Updated by Rob Eckel over 13 years ago

I have the same issue as originally described. I'm currently running:

2.0-RC1 (i386)
built on Thu Mar 24 22:33:52 EDT 2011

I haven't tried to get the info you requested from the original bug submitter, but will do the same if it would be helpful. I have this issue on my iPhone connecting the the IPSec VPN. The first connection after a reset works perfectly, but if its disconnected and tried to reconnect at a later time, it will fail.

Actions #9

Updated by Andy Giles over 13 years ago

I have also seen this issue alongside the problem of not being able to connect more than 1 mobile client.

See http://forum.pfsense.org/index.php/topic,35057.0.html

If it's the same routing issue the direct edit of the mode_cfg entry in the racoon.conf file and restarting racoon fixes it.

Actions #10

Updated by ronald meulendijks over 13 years ago

Thanks,

I will try this solution.

report to you if it also fixes this problem.

Actions #11

Updated by ronald meulendijks over 13 years ago

Hi,

I have altered the Racoon.conf with the solution Andy Giles suggested.

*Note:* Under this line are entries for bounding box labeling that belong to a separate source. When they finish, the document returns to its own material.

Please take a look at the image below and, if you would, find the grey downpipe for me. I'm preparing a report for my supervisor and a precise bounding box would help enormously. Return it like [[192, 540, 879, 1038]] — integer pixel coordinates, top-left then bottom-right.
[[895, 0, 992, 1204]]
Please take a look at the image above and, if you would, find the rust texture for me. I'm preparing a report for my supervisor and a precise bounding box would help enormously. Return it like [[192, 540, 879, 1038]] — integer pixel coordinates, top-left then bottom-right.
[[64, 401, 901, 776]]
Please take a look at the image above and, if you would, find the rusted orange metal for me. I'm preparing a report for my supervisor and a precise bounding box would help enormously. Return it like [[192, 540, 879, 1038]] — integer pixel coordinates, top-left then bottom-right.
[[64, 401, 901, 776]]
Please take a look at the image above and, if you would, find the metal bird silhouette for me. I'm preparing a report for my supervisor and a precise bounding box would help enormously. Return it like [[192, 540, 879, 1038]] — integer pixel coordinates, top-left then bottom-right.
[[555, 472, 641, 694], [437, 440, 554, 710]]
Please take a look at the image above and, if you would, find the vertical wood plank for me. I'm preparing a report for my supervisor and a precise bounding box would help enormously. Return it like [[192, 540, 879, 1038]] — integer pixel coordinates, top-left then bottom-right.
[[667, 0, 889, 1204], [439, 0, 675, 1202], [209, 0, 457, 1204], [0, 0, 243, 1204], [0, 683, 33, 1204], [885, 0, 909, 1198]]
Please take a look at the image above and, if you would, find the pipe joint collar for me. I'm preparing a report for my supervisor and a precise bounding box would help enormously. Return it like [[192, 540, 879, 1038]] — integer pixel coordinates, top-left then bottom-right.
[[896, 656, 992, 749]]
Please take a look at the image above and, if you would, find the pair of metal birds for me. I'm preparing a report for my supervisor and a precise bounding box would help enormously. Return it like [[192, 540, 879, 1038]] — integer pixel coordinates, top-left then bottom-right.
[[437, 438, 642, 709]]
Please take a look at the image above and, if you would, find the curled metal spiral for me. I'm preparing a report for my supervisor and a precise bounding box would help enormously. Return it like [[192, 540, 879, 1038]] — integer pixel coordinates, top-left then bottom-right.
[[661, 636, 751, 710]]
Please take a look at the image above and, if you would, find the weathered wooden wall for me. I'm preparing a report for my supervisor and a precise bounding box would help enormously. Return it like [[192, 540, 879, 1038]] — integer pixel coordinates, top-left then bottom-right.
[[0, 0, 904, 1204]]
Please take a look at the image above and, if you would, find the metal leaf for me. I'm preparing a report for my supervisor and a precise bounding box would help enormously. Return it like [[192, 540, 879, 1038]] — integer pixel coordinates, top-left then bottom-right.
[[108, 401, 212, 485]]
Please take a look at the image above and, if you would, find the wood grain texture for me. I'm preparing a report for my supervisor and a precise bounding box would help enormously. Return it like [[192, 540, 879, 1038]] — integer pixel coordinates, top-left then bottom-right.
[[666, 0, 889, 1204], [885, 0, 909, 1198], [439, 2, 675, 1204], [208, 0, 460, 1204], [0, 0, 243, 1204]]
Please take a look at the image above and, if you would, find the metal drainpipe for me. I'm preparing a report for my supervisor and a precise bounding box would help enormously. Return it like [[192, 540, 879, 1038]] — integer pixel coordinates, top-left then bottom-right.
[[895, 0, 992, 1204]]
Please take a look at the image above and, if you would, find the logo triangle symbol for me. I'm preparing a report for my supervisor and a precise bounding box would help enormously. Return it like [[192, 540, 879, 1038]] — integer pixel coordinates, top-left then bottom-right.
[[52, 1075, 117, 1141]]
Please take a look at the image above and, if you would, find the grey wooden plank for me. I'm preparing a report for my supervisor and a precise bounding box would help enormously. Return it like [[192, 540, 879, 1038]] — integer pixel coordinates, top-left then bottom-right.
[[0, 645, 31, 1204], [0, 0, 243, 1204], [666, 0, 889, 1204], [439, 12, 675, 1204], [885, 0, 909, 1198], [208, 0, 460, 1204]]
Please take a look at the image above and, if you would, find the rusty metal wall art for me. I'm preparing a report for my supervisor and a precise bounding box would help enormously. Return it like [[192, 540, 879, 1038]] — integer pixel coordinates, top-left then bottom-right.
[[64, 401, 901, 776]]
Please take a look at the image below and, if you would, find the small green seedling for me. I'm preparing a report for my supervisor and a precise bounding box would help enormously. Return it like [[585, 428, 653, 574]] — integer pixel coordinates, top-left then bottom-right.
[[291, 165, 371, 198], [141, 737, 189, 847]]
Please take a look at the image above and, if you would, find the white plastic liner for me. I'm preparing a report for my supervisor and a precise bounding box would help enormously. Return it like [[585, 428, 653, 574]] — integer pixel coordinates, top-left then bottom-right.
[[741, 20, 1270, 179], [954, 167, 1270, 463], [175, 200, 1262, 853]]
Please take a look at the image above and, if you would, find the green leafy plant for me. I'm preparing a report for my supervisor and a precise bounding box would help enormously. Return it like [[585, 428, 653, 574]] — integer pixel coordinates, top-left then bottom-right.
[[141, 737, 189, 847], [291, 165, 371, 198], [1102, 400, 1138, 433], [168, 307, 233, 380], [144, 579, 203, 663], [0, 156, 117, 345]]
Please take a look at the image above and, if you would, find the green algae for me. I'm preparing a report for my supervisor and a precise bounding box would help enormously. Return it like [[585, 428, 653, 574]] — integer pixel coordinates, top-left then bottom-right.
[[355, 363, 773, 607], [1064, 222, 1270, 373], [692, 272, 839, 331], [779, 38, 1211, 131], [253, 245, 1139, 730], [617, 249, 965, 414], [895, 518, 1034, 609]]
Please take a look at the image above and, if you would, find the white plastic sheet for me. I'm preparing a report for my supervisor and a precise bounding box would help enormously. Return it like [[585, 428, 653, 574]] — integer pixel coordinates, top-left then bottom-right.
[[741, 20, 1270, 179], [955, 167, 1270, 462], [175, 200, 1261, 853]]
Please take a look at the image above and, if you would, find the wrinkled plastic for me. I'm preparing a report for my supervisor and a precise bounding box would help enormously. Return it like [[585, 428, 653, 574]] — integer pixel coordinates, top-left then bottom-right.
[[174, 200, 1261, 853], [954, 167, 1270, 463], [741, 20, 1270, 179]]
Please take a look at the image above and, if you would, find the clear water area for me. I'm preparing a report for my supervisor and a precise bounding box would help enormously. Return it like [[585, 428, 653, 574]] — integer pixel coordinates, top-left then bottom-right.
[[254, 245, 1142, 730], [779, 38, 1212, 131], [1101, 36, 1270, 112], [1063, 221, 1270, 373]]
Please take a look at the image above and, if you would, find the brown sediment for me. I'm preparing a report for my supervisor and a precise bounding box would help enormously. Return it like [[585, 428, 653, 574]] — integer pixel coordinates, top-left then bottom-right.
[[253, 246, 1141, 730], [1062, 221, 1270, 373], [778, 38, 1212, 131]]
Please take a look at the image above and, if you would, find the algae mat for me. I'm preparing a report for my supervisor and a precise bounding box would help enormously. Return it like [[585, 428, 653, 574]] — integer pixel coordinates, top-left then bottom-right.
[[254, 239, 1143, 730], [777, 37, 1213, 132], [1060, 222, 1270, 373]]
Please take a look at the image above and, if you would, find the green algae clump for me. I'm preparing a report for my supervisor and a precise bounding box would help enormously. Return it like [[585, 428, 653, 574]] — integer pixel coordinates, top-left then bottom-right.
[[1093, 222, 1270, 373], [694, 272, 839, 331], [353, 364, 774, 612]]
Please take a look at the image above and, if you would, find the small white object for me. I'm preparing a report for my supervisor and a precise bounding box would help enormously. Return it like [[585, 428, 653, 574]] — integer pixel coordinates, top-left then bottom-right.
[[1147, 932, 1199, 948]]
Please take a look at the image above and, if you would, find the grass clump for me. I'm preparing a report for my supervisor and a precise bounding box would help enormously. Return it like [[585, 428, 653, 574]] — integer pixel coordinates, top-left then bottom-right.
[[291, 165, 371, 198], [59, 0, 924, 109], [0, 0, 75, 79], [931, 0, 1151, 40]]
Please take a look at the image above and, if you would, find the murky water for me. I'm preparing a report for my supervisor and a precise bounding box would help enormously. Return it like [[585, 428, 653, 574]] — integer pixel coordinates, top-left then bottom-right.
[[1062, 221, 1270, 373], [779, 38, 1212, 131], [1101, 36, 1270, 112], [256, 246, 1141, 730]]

But no luck unfotunally.
altered the subnet settings in racoon.conf to 255.255.255.255 and routing should work, but it doesn't

I did not mention that connecting the first time it takes a while to connect, but when it's connected it works.
The second time connecting is almost instantly but no traffic possible.

anyone ?

Actions #12

Updated by Andy Giles over 13 years ago

One thing that is different in my setup is that the other end is racoon as well, not shrewsoft client. With the racoon.conf mod it's now been running fine for me with up to 4 mobile clients connected at the same time.

Actions #13

Updated by ronald meulendijks over 13 years ago

Hi,

Tested again , tried many different situations. They all have the same problem.
It's definitely a routing/filtering issue in pFsense 2.0 RC1.
When the tunnel is connected the 2e time, pfsense routes no traffic back through the tunnel to the mobile client wich has a time out.

the situations tested:
pfsense(VMWARE..Racoon)<--->internet<---->pfsense(physical)<------>Mobile Client(shrewsoft 2.1.7 / 2.2 Beta)

pfsense(VMWARE..Racoon)<--->internet<---->Vodafone Dongle(UMTS)<---->Mobile Client(shrewsoft 2.1.7 / 2.2 Beta)

pfsense(VMWARE..Racoon)<--->internet<---->Cisco ASA<---->Mobile Client(shrewsoft 2.1.7 / 2.2 Beta)

Actions #14

Updated by Rob Eckel over 13 years ago

I solved the problem that I was experiencing today. I noticed that the step of the connection that it was stalling on during failed connections was the step concerning NAT-T. By disabling NAT-T in my phase 1 setting, I am now able to connect reliably from my iPhone. The connection process takes no more than about 3 or 4 seconds over a decent 3G connection.

Actions #15

Updated by Rob Eckel over 13 years ago

Rob Eckel wrote:

I solved the problem that I was experiencing today. I noticed that the step of the connection that it was stalling on during failed connections was the step concerning NAT-T. By disabling NAT-T in my phase 1 setting, I am now able to connect reliably from my iPhone. The connection process takes no more than about 3 or 4 seconds over a decent 3G connection.

I spoke too soon, and didn't fully test that the connection worked. I am able to complete the connection process in IPSec, but not able to pass traffic to/from my home LAN without NAT-T enabled. Re-enabling it verified that I was again able to access my home LAN, but a couple minutes after closing the connection, it's not able to re-establish another one. Restarting racoon does not fix this, however resetting the pfsense box does allow another connection (but not a second one after the first one has been closed for a few minutes).

Apr 5 23:30:55 racoon: [IPHONE_IP] INFO: Selected NAT-T version: RFC 3947
Apr 5 23:30:55 racoon: INFO: Adding remote and local NAT-D payloads.
Apr 5 23:30:55 racoon: [IPHONE_IP] INFO: Hashing IPHONE_IP7818 with algo #2 (NAT-T forced)
Apr 5 23:30:55 racoon: [Self]: [PFSENSE_IP] INFO: Hashing PFSENSE_IP500 with algo #2 (NAT-T forced)
Apr 5 23:30:55 racoon: INFO: Adding xauth VID payload.
Apr 5 23:31:13 racoon: ERROR: phase1 negotiation failed due to time up.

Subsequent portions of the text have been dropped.